Guillarmou's Normal Operator for Magnetic and Thermostat Flows
Sebastián Muñoz-Thon, Sean Richardson
TL;DR
The paper extends Guillarmou’s normal operator program from geodesic flows to magnetic and thermostat flows on closed manifolds. By constructing generalized normal operators and proving their ellipticity as order $-1$ pseudodifferential operators under Anosov-type dynamics and transversality assumptions, it derives stability estimates for magnetic X-ray transforms and, in key cases, injectivity results. A magnetic potential–solenoidal decomposition clarifies the kernel structure and enables parametrices, coercivity, and Livšic-based arguments to connect ray transforms with invariant distributions.

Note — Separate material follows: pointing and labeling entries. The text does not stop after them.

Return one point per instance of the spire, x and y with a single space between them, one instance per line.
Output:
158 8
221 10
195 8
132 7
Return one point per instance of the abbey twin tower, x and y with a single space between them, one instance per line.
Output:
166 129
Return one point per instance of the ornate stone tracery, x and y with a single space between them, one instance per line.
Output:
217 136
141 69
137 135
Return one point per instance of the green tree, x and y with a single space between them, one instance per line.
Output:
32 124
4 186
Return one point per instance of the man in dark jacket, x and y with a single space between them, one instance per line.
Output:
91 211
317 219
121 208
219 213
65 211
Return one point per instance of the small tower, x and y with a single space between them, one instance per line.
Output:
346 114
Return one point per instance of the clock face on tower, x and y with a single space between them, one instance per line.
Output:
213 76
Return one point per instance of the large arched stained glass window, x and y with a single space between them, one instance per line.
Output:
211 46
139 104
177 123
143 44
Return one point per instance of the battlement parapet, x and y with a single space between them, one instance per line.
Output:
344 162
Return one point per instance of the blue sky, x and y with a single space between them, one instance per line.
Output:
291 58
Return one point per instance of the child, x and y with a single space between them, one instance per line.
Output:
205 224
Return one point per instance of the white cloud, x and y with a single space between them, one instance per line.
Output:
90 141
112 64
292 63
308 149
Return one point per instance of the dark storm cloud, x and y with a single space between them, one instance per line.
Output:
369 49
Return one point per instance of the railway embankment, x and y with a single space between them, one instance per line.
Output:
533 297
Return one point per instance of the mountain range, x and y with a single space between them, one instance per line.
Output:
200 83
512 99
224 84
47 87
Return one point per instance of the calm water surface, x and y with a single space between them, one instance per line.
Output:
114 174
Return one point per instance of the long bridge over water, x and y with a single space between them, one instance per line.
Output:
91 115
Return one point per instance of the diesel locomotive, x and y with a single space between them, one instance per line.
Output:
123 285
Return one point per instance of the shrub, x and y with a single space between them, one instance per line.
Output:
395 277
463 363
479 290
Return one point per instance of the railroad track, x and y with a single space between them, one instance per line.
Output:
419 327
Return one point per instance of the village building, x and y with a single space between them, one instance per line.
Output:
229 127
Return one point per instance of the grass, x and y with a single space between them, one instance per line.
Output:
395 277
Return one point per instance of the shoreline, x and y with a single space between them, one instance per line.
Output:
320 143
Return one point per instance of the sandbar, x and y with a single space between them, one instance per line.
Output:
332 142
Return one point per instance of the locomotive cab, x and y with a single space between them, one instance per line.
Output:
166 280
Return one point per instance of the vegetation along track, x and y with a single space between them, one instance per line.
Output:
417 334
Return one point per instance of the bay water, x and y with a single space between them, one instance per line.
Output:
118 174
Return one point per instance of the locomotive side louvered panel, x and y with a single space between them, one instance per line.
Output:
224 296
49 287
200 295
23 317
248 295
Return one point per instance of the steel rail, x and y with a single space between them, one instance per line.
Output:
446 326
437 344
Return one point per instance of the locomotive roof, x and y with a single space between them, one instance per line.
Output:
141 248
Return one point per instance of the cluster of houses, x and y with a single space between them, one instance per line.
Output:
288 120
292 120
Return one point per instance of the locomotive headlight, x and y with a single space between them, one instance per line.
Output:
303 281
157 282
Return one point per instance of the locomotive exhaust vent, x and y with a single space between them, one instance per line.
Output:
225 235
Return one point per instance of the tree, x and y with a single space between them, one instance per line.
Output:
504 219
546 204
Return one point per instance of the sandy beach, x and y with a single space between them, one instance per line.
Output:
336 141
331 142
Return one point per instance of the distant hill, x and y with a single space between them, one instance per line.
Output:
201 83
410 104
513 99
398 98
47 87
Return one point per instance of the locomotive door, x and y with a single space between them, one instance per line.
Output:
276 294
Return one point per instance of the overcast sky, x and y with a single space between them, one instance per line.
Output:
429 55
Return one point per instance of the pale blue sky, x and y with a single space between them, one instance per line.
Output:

These results generalize boundary-based normal operator theory to closed manifolds, with implications for rigidity problems in magnetic and thermostat systems. Overall, the work provides a robust microlocal framework for understanding X-ray-type transforms in richer dynamical settings beyond geodesic flows.
Abstract
Guillarmou's normal operator over a closed Anosov manifold is analogous to the classical normal operator of the geodesic X-ray transform over manifolds with boundary. In this paper, we generalize this normal operator, under some dynamical assumptions, to thermostat flows as well as to the case of the magnetic flows. In particular, we show that these generalized normal operators are elliptic pseudodifferential operators of order -1 in each case. As an application, we prove a stability estimate for the magnetic X-ray transform.